«I talebani non sono l’esercito nord vietnamita. Non sono nemmeno lontanamente comparabili in termini di forza e capacità. Non vedremo persone evacuate dal tetto dell’ambasciata statunitense in Afghanistan. Non si possono assolutamente fare paragoni». Così l’8 luglio, in conferenza stampa, sulla situazione in Afghanistan, si era espresso il presidente USA Joe Biden, convinto della tenuta del loro governo fantoccio e dell’esercito e milizie varie che hanno addestrato per vent’anni.
Poco più di un mese dopo, tutto quell’apparato politico e militare è imploso ovunque, si è letteralmente sbriciolato in men che non si dica nel momento in cui i militari statunitensi -e quelli dei Paesi subalterni della NATO in scia- si sono ritirati dal Paese. Nulla di sorprendente, quanto all’esito, se si seguivano negli anni gli accadimenti. Tolte le poche migliaia di persone che, a vario titolo, avevano collaborato con gli occupanti e i loro governi fantoccio, e le cui immagini di disperata fuga sugli aerei in precipitosa partenza da Kabul vengono rilanciate dalle stazioni televisive internazionali, tolti sporadici scontri, prevalentemente a Kabul, il grosso dei militari si è arreso senza combattere, è passato dall’altra parte, di fronte ad un’avanzata talebana che ha confermato di avere un largo consenso anche tra la popolazione delle città che non erano già sotto il suo controllo.
Ci sono tante questioni da sviscerare non affrontabili in una rete sociale.
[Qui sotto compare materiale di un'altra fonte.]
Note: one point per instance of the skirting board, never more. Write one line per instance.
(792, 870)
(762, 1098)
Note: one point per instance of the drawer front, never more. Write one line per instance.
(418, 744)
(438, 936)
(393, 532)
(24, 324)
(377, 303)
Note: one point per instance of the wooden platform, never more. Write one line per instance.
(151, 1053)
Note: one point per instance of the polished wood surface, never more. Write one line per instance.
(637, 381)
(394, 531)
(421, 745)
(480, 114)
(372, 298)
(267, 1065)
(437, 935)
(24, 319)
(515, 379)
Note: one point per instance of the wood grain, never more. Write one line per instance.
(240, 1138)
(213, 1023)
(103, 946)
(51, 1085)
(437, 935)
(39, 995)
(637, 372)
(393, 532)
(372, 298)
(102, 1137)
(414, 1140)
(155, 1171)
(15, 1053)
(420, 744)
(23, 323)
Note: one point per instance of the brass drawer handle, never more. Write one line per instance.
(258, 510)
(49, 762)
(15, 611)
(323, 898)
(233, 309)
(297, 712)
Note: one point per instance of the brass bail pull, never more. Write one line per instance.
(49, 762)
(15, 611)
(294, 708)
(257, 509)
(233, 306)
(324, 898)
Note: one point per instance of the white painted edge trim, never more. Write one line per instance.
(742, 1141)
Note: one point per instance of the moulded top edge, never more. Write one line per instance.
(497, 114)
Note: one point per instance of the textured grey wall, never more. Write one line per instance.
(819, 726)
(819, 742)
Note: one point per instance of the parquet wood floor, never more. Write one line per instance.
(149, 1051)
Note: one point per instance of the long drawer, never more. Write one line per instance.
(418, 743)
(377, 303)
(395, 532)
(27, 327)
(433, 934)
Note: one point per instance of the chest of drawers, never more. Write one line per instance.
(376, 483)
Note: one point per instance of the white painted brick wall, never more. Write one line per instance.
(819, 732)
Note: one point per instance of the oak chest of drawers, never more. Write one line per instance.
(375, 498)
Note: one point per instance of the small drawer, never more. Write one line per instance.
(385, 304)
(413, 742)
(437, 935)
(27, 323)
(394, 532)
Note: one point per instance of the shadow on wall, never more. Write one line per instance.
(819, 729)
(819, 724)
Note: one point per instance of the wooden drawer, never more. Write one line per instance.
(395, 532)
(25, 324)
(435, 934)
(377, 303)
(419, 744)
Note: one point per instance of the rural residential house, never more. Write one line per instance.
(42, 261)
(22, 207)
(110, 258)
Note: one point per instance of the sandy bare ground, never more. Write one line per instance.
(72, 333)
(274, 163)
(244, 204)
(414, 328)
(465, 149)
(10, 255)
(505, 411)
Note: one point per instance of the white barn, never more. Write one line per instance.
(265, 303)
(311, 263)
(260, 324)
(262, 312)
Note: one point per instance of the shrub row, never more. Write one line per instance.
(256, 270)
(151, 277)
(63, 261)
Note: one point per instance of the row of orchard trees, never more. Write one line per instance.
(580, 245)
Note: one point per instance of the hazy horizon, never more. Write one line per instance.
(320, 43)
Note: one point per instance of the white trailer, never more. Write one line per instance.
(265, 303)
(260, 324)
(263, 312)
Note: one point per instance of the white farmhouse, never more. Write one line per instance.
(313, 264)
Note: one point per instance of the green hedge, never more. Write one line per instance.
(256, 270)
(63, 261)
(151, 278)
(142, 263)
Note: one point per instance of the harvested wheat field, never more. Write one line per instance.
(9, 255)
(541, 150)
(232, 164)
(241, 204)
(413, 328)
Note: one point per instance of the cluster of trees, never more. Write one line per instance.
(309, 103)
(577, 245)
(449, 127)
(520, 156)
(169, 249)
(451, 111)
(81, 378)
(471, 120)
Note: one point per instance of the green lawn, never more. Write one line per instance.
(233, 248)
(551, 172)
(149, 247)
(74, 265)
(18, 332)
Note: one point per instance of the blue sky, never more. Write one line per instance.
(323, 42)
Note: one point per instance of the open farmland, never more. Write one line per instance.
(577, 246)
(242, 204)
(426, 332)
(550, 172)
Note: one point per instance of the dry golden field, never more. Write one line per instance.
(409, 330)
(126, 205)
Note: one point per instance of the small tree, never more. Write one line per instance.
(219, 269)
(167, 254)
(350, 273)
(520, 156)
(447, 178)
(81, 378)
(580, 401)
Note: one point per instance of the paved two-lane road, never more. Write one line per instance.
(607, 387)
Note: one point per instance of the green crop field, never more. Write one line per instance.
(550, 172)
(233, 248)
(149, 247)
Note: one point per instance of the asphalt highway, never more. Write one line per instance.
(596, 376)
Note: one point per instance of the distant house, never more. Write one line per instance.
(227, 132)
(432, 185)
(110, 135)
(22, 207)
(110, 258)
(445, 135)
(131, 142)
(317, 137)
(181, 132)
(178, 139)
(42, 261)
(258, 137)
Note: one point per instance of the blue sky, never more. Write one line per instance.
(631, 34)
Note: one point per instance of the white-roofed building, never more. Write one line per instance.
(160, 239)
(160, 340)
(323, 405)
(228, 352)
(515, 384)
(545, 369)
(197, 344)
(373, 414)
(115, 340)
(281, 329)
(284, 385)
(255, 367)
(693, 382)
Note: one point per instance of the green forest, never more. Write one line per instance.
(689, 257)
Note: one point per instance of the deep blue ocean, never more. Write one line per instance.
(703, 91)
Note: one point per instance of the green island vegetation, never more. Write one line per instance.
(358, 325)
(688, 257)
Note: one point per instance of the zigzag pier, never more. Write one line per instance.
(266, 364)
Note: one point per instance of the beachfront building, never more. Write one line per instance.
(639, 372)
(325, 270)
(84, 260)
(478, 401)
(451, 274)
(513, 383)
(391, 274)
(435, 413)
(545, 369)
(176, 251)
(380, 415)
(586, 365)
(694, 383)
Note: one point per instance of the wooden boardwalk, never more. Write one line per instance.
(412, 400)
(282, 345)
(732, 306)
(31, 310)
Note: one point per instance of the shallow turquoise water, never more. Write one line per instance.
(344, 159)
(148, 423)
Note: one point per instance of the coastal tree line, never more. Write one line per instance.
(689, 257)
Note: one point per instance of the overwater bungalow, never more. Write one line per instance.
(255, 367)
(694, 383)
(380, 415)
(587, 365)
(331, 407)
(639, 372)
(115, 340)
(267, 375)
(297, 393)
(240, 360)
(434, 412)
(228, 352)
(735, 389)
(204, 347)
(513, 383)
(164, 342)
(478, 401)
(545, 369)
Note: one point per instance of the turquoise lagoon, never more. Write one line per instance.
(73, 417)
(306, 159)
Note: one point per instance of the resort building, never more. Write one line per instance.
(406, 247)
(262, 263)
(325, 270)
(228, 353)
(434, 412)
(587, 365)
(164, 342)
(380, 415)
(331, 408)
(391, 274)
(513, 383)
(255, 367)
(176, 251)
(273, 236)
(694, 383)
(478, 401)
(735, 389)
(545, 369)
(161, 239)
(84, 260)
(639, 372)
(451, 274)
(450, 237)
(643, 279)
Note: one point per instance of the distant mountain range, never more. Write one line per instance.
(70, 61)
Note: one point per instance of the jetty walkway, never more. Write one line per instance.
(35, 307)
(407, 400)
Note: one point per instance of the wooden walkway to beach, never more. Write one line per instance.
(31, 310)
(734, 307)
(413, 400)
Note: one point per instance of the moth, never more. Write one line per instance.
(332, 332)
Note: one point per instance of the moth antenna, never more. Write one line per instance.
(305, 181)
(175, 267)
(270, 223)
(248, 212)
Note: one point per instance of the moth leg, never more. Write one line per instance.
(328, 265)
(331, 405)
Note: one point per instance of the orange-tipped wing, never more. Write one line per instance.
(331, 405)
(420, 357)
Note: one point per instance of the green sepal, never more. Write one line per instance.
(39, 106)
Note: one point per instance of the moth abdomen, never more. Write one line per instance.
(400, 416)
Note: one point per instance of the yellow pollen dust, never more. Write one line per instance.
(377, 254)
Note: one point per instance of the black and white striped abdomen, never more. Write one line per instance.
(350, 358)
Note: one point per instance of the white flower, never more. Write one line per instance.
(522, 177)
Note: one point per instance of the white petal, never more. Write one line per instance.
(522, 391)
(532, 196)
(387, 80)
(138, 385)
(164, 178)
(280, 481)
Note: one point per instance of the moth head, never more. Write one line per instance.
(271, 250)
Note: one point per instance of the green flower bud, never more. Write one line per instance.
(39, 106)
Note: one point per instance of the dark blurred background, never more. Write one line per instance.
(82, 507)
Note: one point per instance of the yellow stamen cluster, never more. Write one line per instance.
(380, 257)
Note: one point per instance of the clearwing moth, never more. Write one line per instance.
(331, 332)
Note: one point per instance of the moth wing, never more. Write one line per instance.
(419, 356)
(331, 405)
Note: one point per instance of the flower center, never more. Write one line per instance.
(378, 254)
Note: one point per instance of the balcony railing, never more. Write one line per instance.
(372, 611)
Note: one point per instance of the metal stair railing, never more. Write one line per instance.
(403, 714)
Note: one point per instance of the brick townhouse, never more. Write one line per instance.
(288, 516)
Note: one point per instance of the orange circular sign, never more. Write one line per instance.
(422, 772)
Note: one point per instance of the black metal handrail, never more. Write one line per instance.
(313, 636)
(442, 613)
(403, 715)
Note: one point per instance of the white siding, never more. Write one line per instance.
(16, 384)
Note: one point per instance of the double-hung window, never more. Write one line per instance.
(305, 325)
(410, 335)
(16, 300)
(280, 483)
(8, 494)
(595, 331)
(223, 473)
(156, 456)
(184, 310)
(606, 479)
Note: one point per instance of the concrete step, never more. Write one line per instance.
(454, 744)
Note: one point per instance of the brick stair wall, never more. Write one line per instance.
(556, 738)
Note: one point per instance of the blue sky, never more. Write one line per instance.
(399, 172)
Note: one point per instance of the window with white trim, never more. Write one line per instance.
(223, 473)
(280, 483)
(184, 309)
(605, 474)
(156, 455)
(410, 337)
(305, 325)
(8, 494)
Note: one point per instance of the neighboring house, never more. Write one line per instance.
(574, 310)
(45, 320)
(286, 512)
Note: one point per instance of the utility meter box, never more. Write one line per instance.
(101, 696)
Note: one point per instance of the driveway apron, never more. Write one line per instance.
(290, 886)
Riguardano la narrativa occidentale sulle guerre di civiltà, vettore di interessi economici e/o geopolitici a tutto campo; la valenza delle identità culturali, nazionali e le loro interconnessioni, quando ci sono, con una fede religiosa; i valori e diritti umani, in astratto universali ma poi ‘sentiti’, declinati, concepiti in maniere radicalmente diverse in relazione al pluriverso di culture, il che apre a ‘nodi’ e a considerazioni più approfondite; le ripercussioni negli Stati Uniti, in vista anche delle loro guerre prossime venture; le ricadute geopolitiche nell’area con diversi attori (Cina, Russia, Pakistan, Turchia, Iran in primis) che non potranno essere indifferenti al maturare dei nuovi scenari; il ‘senso’, se di ‘senso’ si può parlare, della politica estera italiana, servile (agli USA in primis, alla UE in scala gerarchica discendente) e di una miseria -solo in quel Paese ventennale- senza fine.